The two Wordsworth poems “I wandered lonely” and “The solitary reaper” compliment each other in many, many ways. Primarily, I feel that the experience of the poet – the shared relating of a simple event having a profound impact on the author (Wordsworth)long after the moment of experience has passed, is the binding factor behind the fact that both poems do indeed share a common theme.

It is this theme that summarizes the wealth of the simple incidents – one being that of seeing a crowd of daffodils (“all at once I saw a crowd, a host of golden daffodils) and beholding (“her single in the filed, yon solitary highland lass!) a solitary reaper – that makes up the contents of both poems and this is what makes one compliment the other. Both poems take the reader through the experience with the author in a similar manner which accounts for “the solitary reaper” sharing a similar poetic structure with “I wanted lonely as a cloud”. While both poems are composed of 4 stanzas, both poems consists of a description of the event – a visual description of the daffodils, the auditory impact of the melancholy strains, a person expression of the impact made on the author that comes through which his reflection on the beauty of both events, and the profoundness of the magnifying feeling both these simple experiences have had on Wordsworth.

The importance of the cloud comparison in line 1, lies in the fact that the speaker’s’ lack of purpose and feeling of empty, meaningless wandering that floating feeling being his mood, helps the reader to grasp the value then, that the experience that followed would have had on this “lonely” man who later remarks “a poet could not but be gay, in such a jocund company” (this is complemented by a similar enhancing of mood in “The solitary reaper” (line 13) – “a voice so thrilling ne’er was heard” or line 9 – “no nightingale did ever chant more welcome notes to weary bands”). Had the poet been in a different mood, the experience would hardly have had the value the scene had to the lonely poet who could not but help gazing – “I gazed – and gazed” at the ten thousand daffodils as they tossed their heads in sprightly dance. This is echoed in “The solitary reaper” – “I listened motionless and still”. Indeed both poems share this characteristic of depicting simple events that have made the author pause – stop and gaze, motionless and still. The suggestion that the daffodils accept the speaker as a companion is successfully dramatized as the golden daffodils are described through imagery as personifications of almost human companionship – as jolly company that makes I almost impossible for the poet to remain in his previous lonely mood that disappears as early as the first two lines of the poem.

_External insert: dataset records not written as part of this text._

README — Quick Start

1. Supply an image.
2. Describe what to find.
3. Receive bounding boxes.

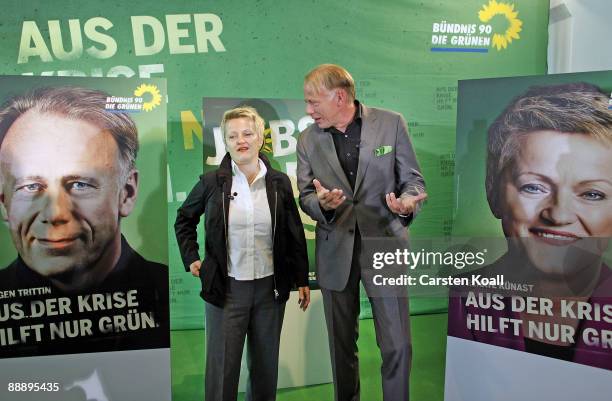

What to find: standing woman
[174,107,310,401]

If we were to look at “The solitary reaper”, omitting the second stanza would make the poem lose its vitality in expressing the sweetness of the strains of the maiden's song.The poet would miss the relating of the capacity this tune had in welcoming weary travelers with its notes, of thrilling, of breaking the “silence of the seas” (which again makes this poem complement the quiet loneliness” of the poet in Daffodils.) The girl-bird comparison and the resemblance of the bird’s song with the girl’s song which makes the special quality and significance of the tune for travelers who overhear it make it go beyond merely suggesting that the girl’s song is beautiful, can be sensed by the reader, as the nightingale, the cuckoo-bird continue to sing, regardless of what happens around, yet the context in which this singing occurs makes the event have an enchanting, influencing effect on the “poorer” recipients as beholders feel an sense of elevation and upliftment.

Both these poems are personal, beautiful narrations of two different, simple experiences in nature that are so successful in complementing one another and at the same time, making the reader deeply aware of the profoundness of experience on Wordsworth. This justifies how believable is, that the poet remembers the event long after its over when in pensive and vacant mood even thereafter, they still flash upon the inward eye and make Wordsworth’s heart fill up with pleasure.

This is beautifully and greatly complemented by “The solitary reaper”

“And, as I mounted up the hill
The music in my heart I bore,
Long after it was heard no more”

William Wordsworth’s two poems are beautiful relations of the simplest events, that continue to bring him joy, health, healing. And happiness long after the moment has passed.